”Selamat sore”. Suara itu menggelegar di telingaku. Tapi aku tidak segera merespon. Sebelum mengarahkan wajah, aku tengok ke depan dan juga ke arah yang berlawanan. Tidak ada orang lain. Salam itu pasti untukku. “Selamat sore ” jawabku.
Aku melihat wajahnya. Dia tertawa lebar. “Bapak mau ke masjid,” ? Saya mengangguk. “Bapak tinggal di mana,” ?
Sebelum menjawab, aku membatin. Pengurus RT rupanya. Aku hanya menunjuk jalan, tidak tahu nama dan nomornya. “Bapak yang pakai Pajero putih kan,” ? “Betul,” jawabku sambil ngangguk.

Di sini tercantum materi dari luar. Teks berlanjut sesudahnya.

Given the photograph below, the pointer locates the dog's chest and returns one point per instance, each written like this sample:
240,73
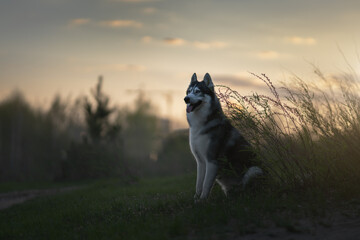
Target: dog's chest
199,144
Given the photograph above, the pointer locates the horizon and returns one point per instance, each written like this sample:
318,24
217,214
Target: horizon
61,47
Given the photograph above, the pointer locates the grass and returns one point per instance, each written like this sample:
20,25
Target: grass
156,208
306,135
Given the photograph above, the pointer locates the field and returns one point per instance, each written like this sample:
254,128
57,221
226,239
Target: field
163,208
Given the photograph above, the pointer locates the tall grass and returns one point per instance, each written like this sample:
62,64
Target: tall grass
306,135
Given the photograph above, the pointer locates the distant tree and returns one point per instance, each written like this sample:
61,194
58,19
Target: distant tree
103,155
98,116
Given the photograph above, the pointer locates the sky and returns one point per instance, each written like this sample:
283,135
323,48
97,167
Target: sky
50,47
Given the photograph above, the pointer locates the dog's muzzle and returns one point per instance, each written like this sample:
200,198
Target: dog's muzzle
191,106
187,99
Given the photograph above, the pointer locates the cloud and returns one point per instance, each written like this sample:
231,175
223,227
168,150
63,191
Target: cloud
174,41
121,24
149,10
115,68
128,67
79,22
301,40
208,45
147,39
268,55
134,1
197,44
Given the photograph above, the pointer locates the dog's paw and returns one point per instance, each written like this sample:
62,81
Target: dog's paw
199,200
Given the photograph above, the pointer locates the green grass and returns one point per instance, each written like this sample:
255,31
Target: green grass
157,208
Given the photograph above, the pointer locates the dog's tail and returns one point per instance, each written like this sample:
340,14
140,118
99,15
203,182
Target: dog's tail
250,174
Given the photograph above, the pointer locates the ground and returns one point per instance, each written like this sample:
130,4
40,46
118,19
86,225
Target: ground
163,208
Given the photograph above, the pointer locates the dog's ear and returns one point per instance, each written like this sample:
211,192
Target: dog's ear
208,81
193,78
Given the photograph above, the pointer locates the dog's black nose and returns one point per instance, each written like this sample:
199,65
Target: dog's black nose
187,99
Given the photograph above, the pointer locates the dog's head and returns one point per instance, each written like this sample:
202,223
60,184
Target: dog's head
198,93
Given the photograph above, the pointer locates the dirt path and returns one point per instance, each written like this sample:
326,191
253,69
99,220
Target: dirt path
9,199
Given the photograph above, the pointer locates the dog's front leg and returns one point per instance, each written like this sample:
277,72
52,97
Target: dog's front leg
201,169
210,175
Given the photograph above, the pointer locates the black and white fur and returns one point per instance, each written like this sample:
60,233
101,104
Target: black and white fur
216,145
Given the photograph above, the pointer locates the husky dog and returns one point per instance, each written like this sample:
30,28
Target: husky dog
221,152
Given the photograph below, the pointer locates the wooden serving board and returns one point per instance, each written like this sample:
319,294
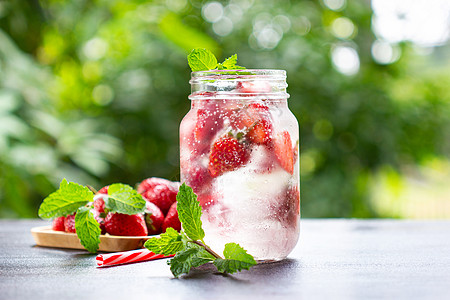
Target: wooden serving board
46,237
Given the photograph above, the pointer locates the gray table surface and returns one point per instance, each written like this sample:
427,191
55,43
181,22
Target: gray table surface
334,259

Ke Manado kami memang pakai Pajero untuk perjalanan tiga hari dua malam. Aku semakin yakin orang tua itu pengurus RT. Aku dan rombongan pasti diminta melapor.
Ternyata dia bukan pengurus RT. Rumah tempatnya berdiri di Kompleks Perumahan Wale Manguni Paal Dua, adalah peninggalan orang tua, yang dihuni saudara perempuannya. Dia menyebut rumahnya, di bagian lain kota Manado.

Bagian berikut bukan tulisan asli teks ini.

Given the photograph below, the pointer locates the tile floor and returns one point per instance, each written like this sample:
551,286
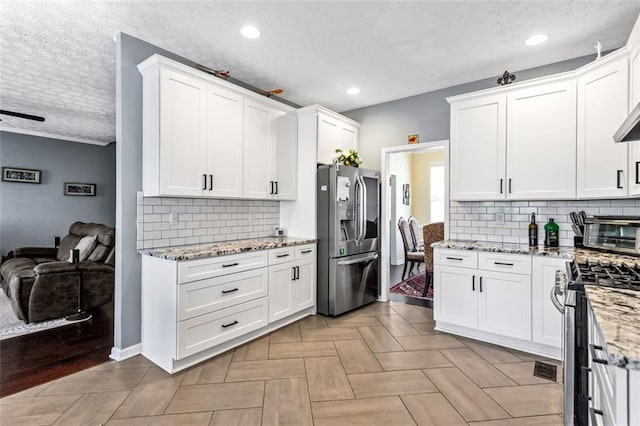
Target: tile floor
381,365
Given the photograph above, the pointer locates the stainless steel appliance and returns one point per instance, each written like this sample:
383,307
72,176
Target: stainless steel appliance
348,230
617,235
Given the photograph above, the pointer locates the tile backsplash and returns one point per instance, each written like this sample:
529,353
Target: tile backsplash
202,220
476,220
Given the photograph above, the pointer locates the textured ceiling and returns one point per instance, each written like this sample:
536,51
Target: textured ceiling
57,58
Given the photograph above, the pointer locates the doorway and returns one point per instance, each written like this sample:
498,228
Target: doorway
412,167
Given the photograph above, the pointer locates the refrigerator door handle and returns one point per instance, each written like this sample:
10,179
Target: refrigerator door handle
360,260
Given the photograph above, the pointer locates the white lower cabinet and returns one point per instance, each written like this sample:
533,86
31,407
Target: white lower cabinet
195,309
492,297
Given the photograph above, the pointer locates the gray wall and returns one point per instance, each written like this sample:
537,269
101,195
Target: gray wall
31,215
388,124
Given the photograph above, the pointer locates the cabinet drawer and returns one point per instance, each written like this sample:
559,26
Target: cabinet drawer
204,296
205,331
193,270
461,258
306,253
500,262
281,255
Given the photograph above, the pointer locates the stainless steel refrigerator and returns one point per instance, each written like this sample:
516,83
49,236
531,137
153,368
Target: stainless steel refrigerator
348,231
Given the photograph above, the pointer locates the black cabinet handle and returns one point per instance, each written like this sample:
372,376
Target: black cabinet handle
230,324
618,179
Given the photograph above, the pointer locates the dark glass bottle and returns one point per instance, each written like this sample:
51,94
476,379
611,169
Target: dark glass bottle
551,234
533,231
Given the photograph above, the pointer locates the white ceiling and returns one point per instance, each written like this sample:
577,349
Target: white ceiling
57,58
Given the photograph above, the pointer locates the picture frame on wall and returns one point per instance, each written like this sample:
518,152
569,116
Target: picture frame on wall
13,174
82,189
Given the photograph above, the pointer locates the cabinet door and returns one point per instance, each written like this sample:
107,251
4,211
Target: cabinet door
541,142
224,143
259,150
304,295
504,304
183,103
287,157
546,319
456,301
603,96
281,302
478,148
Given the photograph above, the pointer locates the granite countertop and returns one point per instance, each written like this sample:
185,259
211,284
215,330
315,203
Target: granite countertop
198,251
616,311
562,252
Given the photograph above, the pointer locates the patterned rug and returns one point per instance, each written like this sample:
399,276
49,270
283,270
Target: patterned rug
413,287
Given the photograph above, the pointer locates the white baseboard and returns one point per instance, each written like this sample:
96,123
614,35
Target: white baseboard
118,354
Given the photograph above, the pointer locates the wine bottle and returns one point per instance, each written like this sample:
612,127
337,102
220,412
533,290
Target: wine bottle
551,234
533,231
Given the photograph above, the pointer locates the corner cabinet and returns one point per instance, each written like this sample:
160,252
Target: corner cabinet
205,137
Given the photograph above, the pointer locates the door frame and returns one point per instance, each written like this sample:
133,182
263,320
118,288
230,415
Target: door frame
385,208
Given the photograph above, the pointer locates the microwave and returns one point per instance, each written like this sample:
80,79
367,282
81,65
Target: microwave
619,234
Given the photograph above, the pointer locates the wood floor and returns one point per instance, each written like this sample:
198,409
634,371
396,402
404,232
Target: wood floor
33,359
381,365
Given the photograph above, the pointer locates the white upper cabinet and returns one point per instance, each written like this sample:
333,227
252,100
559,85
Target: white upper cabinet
335,132
541,142
603,102
478,148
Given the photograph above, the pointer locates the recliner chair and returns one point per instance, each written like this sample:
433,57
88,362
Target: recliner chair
43,285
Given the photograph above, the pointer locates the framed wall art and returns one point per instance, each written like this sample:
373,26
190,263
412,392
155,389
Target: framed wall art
12,174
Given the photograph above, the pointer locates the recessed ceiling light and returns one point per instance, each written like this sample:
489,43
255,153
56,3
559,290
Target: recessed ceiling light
249,31
536,39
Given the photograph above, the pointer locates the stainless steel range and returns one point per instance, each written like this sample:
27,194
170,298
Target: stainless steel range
611,260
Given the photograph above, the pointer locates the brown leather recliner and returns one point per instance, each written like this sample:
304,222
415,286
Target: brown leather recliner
43,285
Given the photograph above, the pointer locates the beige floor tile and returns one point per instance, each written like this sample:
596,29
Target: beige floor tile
302,349
265,370
530,400
369,411
242,417
286,402
212,371
313,321
191,419
288,334
327,379
41,410
92,408
115,379
522,373
356,357
255,350
397,326
412,360
523,421
217,396
315,334
152,396
379,339
432,409
435,341
465,396
367,385
477,369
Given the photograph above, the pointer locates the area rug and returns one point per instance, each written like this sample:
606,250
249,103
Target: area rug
413,287
10,326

Pak Ronald mengaku senang saja datang. Apalagi adik perempuannya masih kantoran. Dia sekaligus bantu adik menjaga rumah . Aku menulis ini, untuk menggambarkan karakter asli orang sana. Laki atau perempuan, tua dan muda. Semuanya gampang menyapa, kepada siapapun yang mereka temui.

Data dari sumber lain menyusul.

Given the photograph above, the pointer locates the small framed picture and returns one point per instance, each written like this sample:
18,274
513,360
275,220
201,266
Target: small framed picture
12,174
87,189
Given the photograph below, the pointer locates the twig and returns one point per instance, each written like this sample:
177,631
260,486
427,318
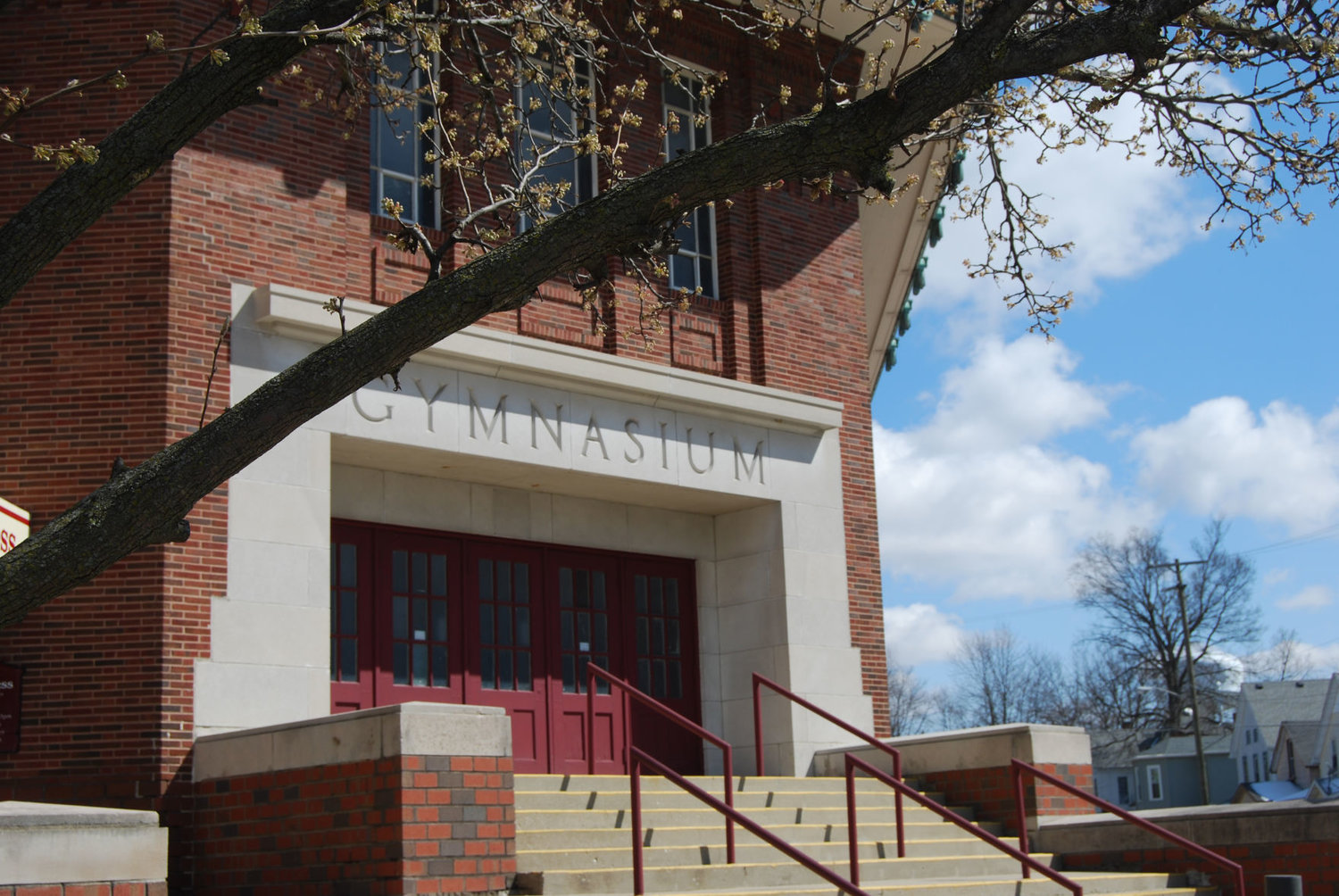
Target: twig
213,367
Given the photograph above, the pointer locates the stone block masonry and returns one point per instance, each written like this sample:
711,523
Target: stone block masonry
412,799
1291,837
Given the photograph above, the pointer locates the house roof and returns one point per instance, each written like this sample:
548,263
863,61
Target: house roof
1183,745
1274,702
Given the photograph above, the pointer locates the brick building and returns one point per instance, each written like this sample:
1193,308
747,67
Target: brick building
537,494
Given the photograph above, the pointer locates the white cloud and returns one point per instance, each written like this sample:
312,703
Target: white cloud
920,634
1223,459
977,499
1310,598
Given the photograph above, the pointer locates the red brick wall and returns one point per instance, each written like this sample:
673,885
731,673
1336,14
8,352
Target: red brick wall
104,888
1315,861
104,358
990,792
409,824
110,350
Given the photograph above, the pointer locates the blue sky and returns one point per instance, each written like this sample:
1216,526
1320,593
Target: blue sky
1186,380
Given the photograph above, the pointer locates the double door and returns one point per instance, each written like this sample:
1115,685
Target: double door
455,619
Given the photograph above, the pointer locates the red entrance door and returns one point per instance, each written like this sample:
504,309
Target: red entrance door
506,658
430,617
586,631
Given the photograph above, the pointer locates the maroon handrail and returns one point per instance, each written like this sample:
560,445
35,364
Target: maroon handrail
639,757
650,702
1020,767
851,729
948,815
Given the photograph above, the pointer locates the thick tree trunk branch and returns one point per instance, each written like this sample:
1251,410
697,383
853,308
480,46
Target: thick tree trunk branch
134,510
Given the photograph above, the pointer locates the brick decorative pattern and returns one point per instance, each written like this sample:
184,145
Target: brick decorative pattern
990,792
1315,861
96,888
409,824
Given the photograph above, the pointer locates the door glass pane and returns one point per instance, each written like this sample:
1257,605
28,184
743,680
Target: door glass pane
439,620
399,572
487,678
348,612
487,625
401,663
522,671
505,671
401,618
420,572
438,575
420,619
485,579
348,566
522,583
420,665
564,587
348,660
522,626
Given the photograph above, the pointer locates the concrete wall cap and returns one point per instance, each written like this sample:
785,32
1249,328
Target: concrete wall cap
415,729
15,813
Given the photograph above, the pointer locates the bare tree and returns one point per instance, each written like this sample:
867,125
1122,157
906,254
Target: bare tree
1282,660
1138,618
910,703
998,681
1010,67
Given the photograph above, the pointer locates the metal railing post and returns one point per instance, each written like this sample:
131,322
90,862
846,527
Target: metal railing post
1023,767
758,727
639,884
1022,812
852,836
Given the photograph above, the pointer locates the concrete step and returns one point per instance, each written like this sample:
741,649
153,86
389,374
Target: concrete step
747,850
714,834
710,783
1093,885
776,817
682,799
778,872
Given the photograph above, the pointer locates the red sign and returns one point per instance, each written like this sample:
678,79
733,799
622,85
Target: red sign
11,703
13,526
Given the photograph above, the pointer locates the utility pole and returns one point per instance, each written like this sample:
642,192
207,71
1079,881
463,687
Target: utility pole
1189,662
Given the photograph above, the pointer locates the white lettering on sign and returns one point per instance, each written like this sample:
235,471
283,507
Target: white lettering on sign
13,526
607,434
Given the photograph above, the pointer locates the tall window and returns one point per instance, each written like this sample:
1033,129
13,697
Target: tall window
553,104
401,145
688,128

Kalau ada kakek- kakek seperti saya, disapa gadis.cantik berkulit putih, dengan rok di atas lutut, “selamat tengah hari om.” Jangan lalu merasa besar kepala, seakan mendapat “durian runtuh”. Mendapat gadis cantik yang tiada banding. Anda akan kecele dan bisa malu- maluin.